This next-gen AI chip could be a major instrument in advancing the tech
Nvidia claims its monstrous chip provides a cheaper and faster alternative to today’s supercomputing hardware
California based chip giant Nvidia recently unveiled its artificial intelligence chip Nvidia A100 — designed to cater to all AI workloads. Chip manufacturing has seen some major innovations in recent times. Last summer, I covered another California-based chip startup Cerebras, which raised the bar with its innovative chip design dubbed as “Wafer-Scale Engine” (WSE).
As the need for supercomputing systems gathers pace, chip manufacturers are scrambling to come up with futuristic chip designs that can cater to the needs of processing complex calculations on such systems. Intel, the biggest chip manufacturer is working on powerful “neuromorphic chips” that use the human brain as a model. This design basically replicates the working of brain neurons to process information smoothly — with the proposed chip having a computational capacity of 100 million neurons.
More recently, the Australian startup Cortical Labs has taken this idea one step further by designing a system, using a combination of biological neurons and a specialized computer chip — tapping into the power of digital systems and combining it with the power of biological neurons processing complex calculations.
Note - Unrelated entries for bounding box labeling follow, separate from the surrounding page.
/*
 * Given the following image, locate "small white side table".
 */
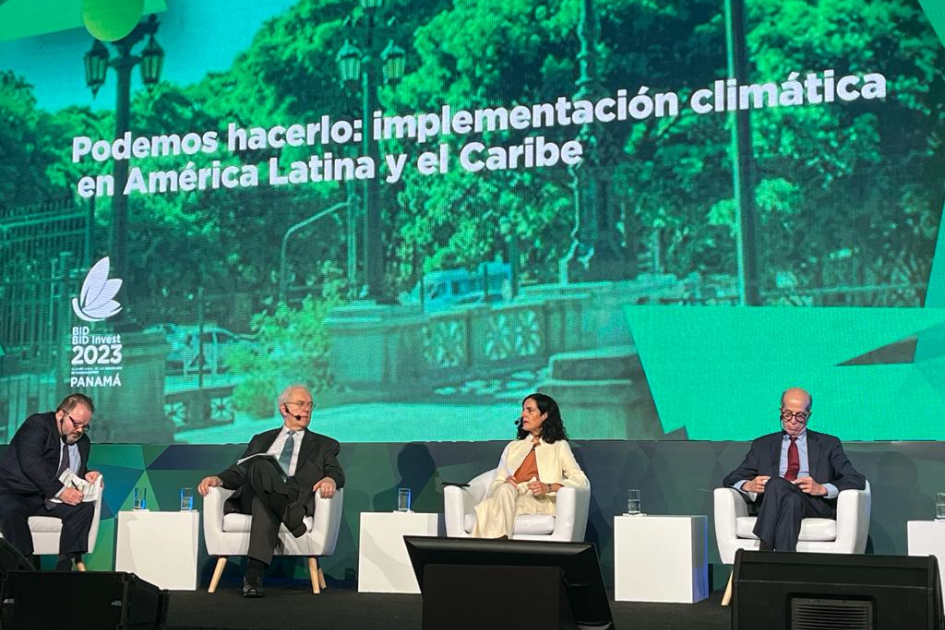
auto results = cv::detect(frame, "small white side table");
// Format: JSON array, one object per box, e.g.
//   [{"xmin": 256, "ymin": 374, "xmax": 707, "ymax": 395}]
[
  {"xmin": 614, "ymin": 515, "xmax": 709, "ymax": 604},
  {"xmin": 115, "ymin": 510, "xmax": 200, "ymax": 591},
  {"xmin": 358, "ymin": 512, "xmax": 443, "ymax": 593},
  {"xmin": 906, "ymin": 521, "xmax": 945, "ymax": 602}
]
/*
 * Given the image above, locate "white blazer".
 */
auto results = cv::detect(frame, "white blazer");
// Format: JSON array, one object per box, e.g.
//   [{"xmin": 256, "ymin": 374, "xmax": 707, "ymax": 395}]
[{"xmin": 489, "ymin": 436, "xmax": 587, "ymax": 493}]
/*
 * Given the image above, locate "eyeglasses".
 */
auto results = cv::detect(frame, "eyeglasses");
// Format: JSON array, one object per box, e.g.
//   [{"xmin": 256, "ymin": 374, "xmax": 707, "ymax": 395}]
[
  {"xmin": 781, "ymin": 409, "xmax": 810, "ymax": 424},
  {"xmin": 286, "ymin": 400, "xmax": 315, "ymax": 409},
  {"xmin": 66, "ymin": 412, "xmax": 92, "ymax": 433}
]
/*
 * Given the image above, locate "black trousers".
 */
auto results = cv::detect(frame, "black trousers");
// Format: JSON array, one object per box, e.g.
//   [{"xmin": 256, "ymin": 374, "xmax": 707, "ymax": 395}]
[
  {"xmin": 753, "ymin": 477, "xmax": 837, "ymax": 551},
  {"xmin": 231, "ymin": 458, "xmax": 299, "ymax": 564},
  {"xmin": 0, "ymin": 494, "xmax": 95, "ymax": 557}
]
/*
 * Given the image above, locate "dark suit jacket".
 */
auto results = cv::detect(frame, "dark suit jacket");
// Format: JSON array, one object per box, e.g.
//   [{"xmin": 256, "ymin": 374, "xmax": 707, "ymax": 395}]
[
  {"xmin": 0, "ymin": 412, "xmax": 92, "ymax": 498},
  {"xmin": 722, "ymin": 430, "xmax": 866, "ymax": 503},
  {"xmin": 217, "ymin": 427, "xmax": 345, "ymax": 514}
]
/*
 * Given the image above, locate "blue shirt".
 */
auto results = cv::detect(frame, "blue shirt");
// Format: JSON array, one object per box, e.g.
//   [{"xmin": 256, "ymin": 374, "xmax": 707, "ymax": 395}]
[
  {"xmin": 733, "ymin": 429, "xmax": 840, "ymax": 499},
  {"xmin": 56, "ymin": 442, "xmax": 82, "ymax": 497}
]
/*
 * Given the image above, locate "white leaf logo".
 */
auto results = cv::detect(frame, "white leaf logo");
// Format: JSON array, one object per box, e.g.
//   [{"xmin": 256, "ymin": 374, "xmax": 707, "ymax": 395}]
[{"xmin": 72, "ymin": 256, "xmax": 121, "ymax": 322}]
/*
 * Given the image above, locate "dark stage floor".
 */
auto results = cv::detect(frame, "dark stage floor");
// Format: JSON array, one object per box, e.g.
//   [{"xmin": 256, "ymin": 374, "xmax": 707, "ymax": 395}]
[{"xmin": 167, "ymin": 582, "xmax": 731, "ymax": 630}]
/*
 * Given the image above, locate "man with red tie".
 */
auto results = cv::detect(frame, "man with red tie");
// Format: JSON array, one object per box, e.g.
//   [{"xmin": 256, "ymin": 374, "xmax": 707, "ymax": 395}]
[{"xmin": 723, "ymin": 387, "xmax": 866, "ymax": 551}]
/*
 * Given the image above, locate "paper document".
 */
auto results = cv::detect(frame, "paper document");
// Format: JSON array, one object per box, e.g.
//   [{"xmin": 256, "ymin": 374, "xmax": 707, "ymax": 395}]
[
  {"xmin": 50, "ymin": 468, "xmax": 101, "ymax": 503},
  {"xmin": 236, "ymin": 453, "xmax": 289, "ymax": 477}
]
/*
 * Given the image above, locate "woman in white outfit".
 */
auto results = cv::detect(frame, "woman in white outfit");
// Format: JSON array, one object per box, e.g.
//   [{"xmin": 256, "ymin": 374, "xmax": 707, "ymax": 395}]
[{"xmin": 471, "ymin": 394, "xmax": 587, "ymax": 538}]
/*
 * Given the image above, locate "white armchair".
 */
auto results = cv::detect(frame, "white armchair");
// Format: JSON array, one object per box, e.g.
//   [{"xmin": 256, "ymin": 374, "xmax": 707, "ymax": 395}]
[
  {"xmin": 203, "ymin": 487, "xmax": 344, "ymax": 593},
  {"xmin": 714, "ymin": 481, "xmax": 870, "ymax": 604},
  {"xmin": 443, "ymin": 469, "xmax": 591, "ymax": 542},
  {"xmin": 28, "ymin": 477, "xmax": 105, "ymax": 571}
]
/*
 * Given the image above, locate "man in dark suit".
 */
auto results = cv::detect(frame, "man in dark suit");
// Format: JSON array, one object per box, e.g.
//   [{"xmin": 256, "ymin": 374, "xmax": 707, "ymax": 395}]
[
  {"xmin": 723, "ymin": 387, "xmax": 866, "ymax": 551},
  {"xmin": 0, "ymin": 394, "xmax": 99, "ymax": 571},
  {"xmin": 197, "ymin": 385, "xmax": 345, "ymax": 597}
]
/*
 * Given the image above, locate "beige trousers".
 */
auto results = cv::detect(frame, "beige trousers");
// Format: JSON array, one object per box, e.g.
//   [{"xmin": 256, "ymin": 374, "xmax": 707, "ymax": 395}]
[{"xmin": 470, "ymin": 482, "xmax": 555, "ymax": 538}]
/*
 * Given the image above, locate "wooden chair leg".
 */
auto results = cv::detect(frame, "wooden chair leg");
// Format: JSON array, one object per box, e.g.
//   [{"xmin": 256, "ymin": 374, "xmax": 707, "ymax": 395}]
[
  {"xmin": 308, "ymin": 556, "xmax": 322, "ymax": 595},
  {"xmin": 722, "ymin": 569, "xmax": 735, "ymax": 606},
  {"xmin": 207, "ymin": 556, "xmax": 226, "ymax": 593}
]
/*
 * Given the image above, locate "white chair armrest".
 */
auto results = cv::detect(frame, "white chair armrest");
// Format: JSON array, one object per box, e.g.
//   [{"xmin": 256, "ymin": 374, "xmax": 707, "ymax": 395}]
[
  {"xmin": 203, "ymin": 486, "xmax": 234, "ymax": 556},
  {"xmin": 551, "ymin": 483, "xmax": 591, "ymax": 542},
  {"xmin": 88, "ymin": 476, "xmax": 105, "ymax": 553},
  {"xmin": 443, "ymin": 486, "xmax": 476, "ymax": 538},
  {"xmin": 833, "ymin": 481, "xmax": 871, "ymax": 553},
  {"xmin": 712, "ymin": 488, "xmax": 748, "ymax": 564},
  {"xmin": 309, "ymin": 489, "xmax": 345, "ymax": 556}
]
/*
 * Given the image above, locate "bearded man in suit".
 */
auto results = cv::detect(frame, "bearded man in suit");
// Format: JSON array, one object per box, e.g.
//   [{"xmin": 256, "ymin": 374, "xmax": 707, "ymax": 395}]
[
  {"xmin": 0, "ymin": 393, "xmax": 100, "ymax": 571},
  {"xmin": 723, "ymin": 387, "xmax": 866, "ymax": 551},
  {"xmin": 197, "ymin": 385, "xmax": 345, "ymax": 597}
]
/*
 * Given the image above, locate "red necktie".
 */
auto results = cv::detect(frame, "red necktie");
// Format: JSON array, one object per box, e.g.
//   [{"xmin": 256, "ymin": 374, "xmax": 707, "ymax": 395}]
[{"xmin": 784, "ymin": 438, "xmax": 801, "ymax": 481}]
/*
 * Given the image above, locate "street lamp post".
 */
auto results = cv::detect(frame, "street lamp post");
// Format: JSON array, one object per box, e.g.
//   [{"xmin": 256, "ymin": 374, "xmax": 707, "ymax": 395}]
[
  {"xmin": 336, "ymin": 0, "xmax": 406, "ymax": 302},
  {"xmin": 85, "ymin": 15, "xmax": 164, "ymax": 278},
  {"xmin": 562, "ymin": 0, "xmax": 631, "ymax": 282},
  {"xmin": 725, "ymin": 0, "xmax": 761, "ymax": 306},
  {"xmin": 279, "ymin": 199, "xmax": 351, "ymax": 304}
]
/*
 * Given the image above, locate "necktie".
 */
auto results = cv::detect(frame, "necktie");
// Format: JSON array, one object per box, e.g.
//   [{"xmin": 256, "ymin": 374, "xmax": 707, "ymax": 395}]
[
  {"xmin": 279, "ymin": 431, "xmax": 295, "ymax": 477},
  {"xmin": 784, "ymin": 438, "xmax": 801, "ymax": 481},
  {"xmin": 45, "ymin": 442, "xmax": 75, "ymax": 510}
]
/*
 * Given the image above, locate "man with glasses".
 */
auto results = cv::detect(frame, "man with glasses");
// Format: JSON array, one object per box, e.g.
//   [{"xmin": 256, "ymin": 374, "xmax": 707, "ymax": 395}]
[
  {"xmin": 723, "ymin": 387, "xmax": 866, "ymax": 551},
  {"xmin": 0, "ymin": 394, "xmax": 100, "ymax": 571},
  {"xmin": 197, "ymin": 385, "xmax": 345, "ymax": 597}
]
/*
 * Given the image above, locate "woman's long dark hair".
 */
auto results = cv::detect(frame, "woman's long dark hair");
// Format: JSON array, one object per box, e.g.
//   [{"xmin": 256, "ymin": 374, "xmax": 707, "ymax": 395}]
[{"xmin": 515, "ymin": 393, "xmax": 568, "ymax": 444}]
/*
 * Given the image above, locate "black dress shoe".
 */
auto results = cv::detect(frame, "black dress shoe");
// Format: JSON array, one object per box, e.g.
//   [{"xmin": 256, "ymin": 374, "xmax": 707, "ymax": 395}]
[
  {"xmin": 243, "ymin": 577, "xmax": 266, "ymax": 599},
  {"xmin": 282, "ymin": 502, "xmax": 305, "ymax": 538}
]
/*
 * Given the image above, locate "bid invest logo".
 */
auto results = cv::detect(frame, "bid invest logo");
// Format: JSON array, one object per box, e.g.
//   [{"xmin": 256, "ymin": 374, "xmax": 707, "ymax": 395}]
[{"xmin": 72, "ymin": 256, "xmax": 121, "ymax": 322}]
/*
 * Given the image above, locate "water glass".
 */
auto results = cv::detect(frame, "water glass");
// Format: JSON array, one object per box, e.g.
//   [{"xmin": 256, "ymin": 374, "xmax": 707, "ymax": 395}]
[
  {"xmin": 180, "ymin": 488, "xmax": 194, "ymax": 512},
  {"xmin": 397, "ymin": 488, "xmax": 410, "ymax": 512},
  {"xmin": 134, "ymin": 488, "xmax": 148, "ymax": 510}
]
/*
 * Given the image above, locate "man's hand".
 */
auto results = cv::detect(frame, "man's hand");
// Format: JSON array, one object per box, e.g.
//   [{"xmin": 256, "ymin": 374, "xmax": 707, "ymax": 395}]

Delayed by almost two months due to the pandemic, Nvidia released its 54 billion transistors monster chip, which packs 5 petaFLOPS of performance — 20 times more than the previous-generation chip Volta. The chips and the DGX A100 systems (video below) that used the chips are now available and shipping. Detailed specs of the system are available here.
“You get all of the overhead of additional memory, CPUs, and power supplies of 56 servers… collapsed into one. The economic value proposition is really off the charts, and that’s the thing that is really exciting.”
~ CEO Jensen Huang, Nvidia
The third generation of Nvidia’s AI DGX platform, the current system basically gives you the computing power of an entire data center into a single rack. For a typical customer handling AI training tasks today requires 600 central processing unit (CPU) systems costing $11 million, which would need 25 racks of servers and 630 kilowatts of power. While Nvidia’s DGX A100 system provides the same processing power for $1 million, a single server rack, and 28 kilowatts of power.
It also gives you the ability to split your job into smaller workloads for faster processing — the system could be partitioned into 56 instances per system, using the A100 multi-instance GPU feature. Nvidia has already received orders from some of the biggest companies around the world. Here are few of the notable ones:
- U.S. Department of Energy’s (DOE) Argonne National Laboratory was the first one to receive the AI-powered system using it to better understand and fight COVID-19.
- The University of Florida will be the first U.S. institution of higher learning to deploy the DGX A100 systems in an attempt to integrate AI across its entire curriculum.
- Other early adopter includes the Biomedical AI at the University Medical Center Hamburg-Eppendorf, Germany leveraging the power of the system to advance clinical decision support and process optimization.
On top of this, thousands of previous-generation DGX systems clients’ around the world are now Nvidia’s prospective customers. An attempt by Nvidia to create a single microarchitecture for its GPUs for both commercial AI and consumer graphics use by switching different elements on the chip might provide it an edge in the long run.
Other releases on the occasion included Nvidia’s next-generation DGX SuperPod, a cluster of 140 DGX A100 systems capable of achieving 700 petaflops of AI computing power. Chip design finally seems to be catching up with the computing needs of the future.